Farm Girl agony auntI too am with a man who is much older. We are getting married this fall. Many people in society have a problem with relationships such as ours. If you think about it, it's very similar to how interracial relationships were looked at many years ago. In my opinion, those who criticize this sort of thing, have some sort of jealousy or envy. Or, it's they who have the perverted mind! Perhaps it's something that they themselves wanted to do, but allowed society to dictate their future!

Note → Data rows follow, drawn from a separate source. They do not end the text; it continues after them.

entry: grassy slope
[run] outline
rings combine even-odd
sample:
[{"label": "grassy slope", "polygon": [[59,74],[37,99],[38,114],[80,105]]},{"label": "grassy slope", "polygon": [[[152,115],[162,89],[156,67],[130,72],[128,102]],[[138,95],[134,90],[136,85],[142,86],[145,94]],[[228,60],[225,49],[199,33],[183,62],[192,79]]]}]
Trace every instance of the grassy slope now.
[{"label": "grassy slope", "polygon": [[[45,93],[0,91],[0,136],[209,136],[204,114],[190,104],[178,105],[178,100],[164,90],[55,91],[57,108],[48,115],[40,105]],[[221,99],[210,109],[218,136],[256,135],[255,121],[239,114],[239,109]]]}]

As for it being perverse, sure we have fun with it! No different than a woman who marries a cop, and he cuffs her, or maybe a girl is a nurse, and they play doctor,etc... What makes this sort of relationship more perverse than any other. What the heck?? If it adds spice, run with it! It's those with a closed mind that have a lousy sex life!

Telling the family was a bit tough, but when my dad saw just how happy he makes me, and how good he is to me, things smoothed out rather quickly. They are now best of Buds!

The bit about his health fading. We went through all of that also. But cancer and many other serious illnesses do not recognize age! Work injuries, auto accidents, whatever. It can happen to ANY of us at ANY time! If we let "what if's" run our lives, we'll waste our lives away worrying!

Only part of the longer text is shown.